If the last column of the transformation gives the translation, then points are being represented as column vectors and you left-multiply by the matrix to transform them. Further transformations chain leftwards from this. Typically, instead of splitting apart the matrix in order to compute the image of the point, you would convert to homogeneous coordinates by appending a $1$ to the point’s coordinate vector and multiplying that by the full $4\times 4$ matrix: $$\begin{bmatrix}a&b&c&d\\e&f&g&h\\i&j&k&l\\m&n&o&p\end{bmatrix} \begin{bmatrix}x\\y\\z\\1\end{bmatrix}.$$ To recover the inhomogeneous Cartesian coordinates of the point, you divide through by the last element of the vector, unless it’s zero, in which case you have a point at infinity.

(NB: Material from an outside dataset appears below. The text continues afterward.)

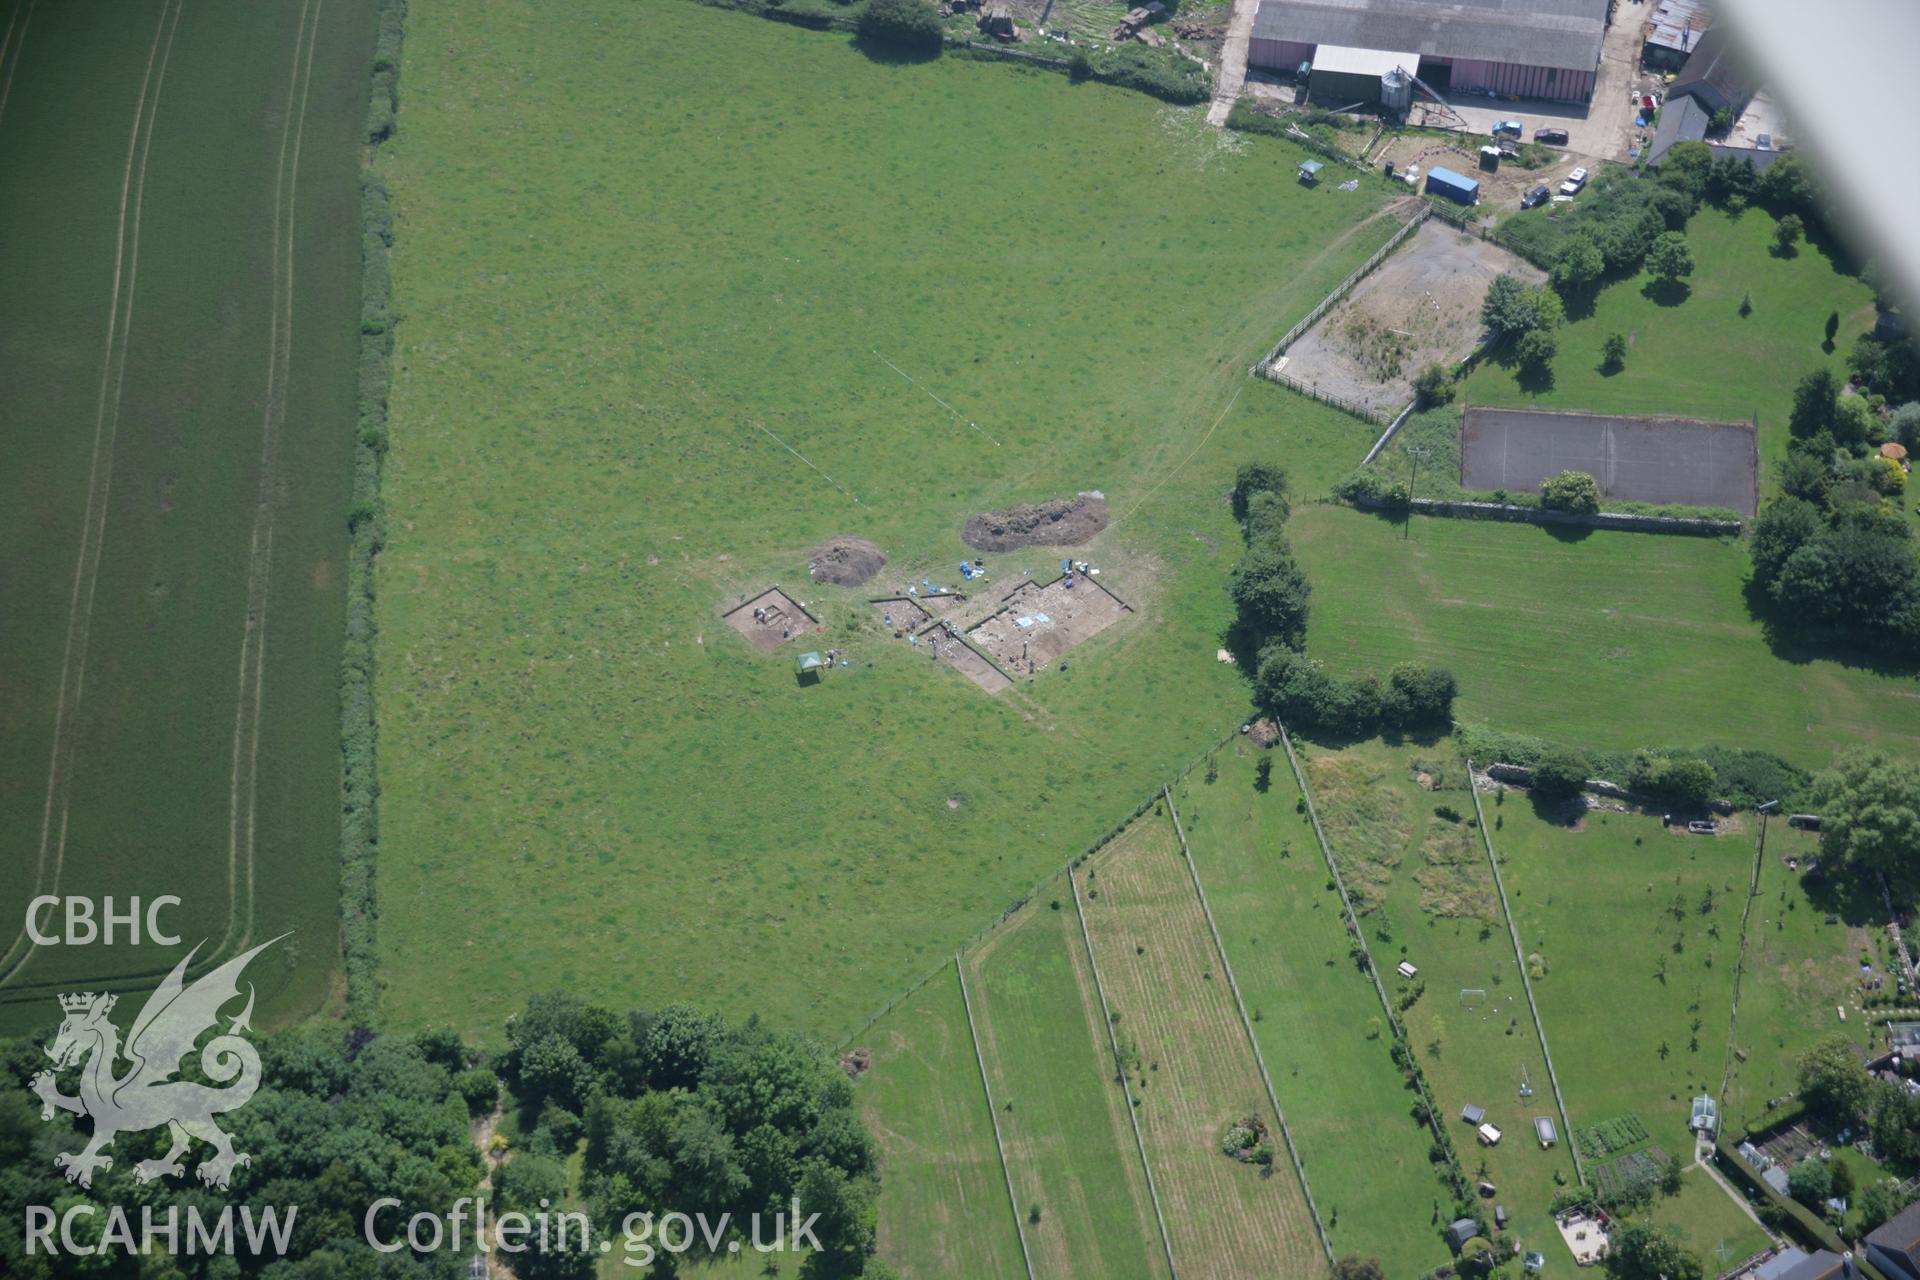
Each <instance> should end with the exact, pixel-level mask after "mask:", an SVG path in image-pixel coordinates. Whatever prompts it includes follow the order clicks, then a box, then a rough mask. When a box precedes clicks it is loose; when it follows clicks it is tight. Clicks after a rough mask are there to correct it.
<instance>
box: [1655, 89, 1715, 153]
mask: <svg viewBox="0 0 1920 1280" xmlns="http://www.w3.org/2000/svg"><path fill="white" fill-rule="evenodd" d="M1707 121H1709V115H1707V109H1705V107H1703V106H1699V104H1697V102H1693V100H1692V98H1668V100H1667V109H1665V111H1661V123H1659V129H1655V130H1653V144H1651V146H1649V148H1647V163H1649V165H1657V163H1661V161H1663V159H1667V152H1670V150H1672V148H1674V142H1701V140H1703V138H1705V136H1707Z"/></svg>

If the last row of the transformation matrix is $(0,0,0,1)$, then you have an affine transformation and can take some short cuts. (The upper-left $3\times3$ submatrix is the linear part of the transformation, but might not in general be limited to a rotation.) The fourth element of the vector being transformed will remain unchanged, so you don’t need to bother with that part of the full multiplication. If you’re dealing exclusively with affine transformations, you can save a bit of storage and represent them with $3\times4$ matrices. (Of course, composing them requires expanding to $4\times4$, at least virtually.) This is a common convention: for example, Adobe’s PostScript language uses non-square matrices to represent transformations in 2-D. Leaving out the last row means that the resulting vector will only have three elements, but since we started by tacking a $1$ on to the end of the point’s coordinates and will eventually divide by that $1$ again after transforming, this all works out automatically.
On the other hand, if the last row of the transformation matrix isn’t a multiple of $(0,0,0,1)$, you’re dealing with a projective transformation of space and need to work with the full $4\times1$ homogeneous coordinate vectors.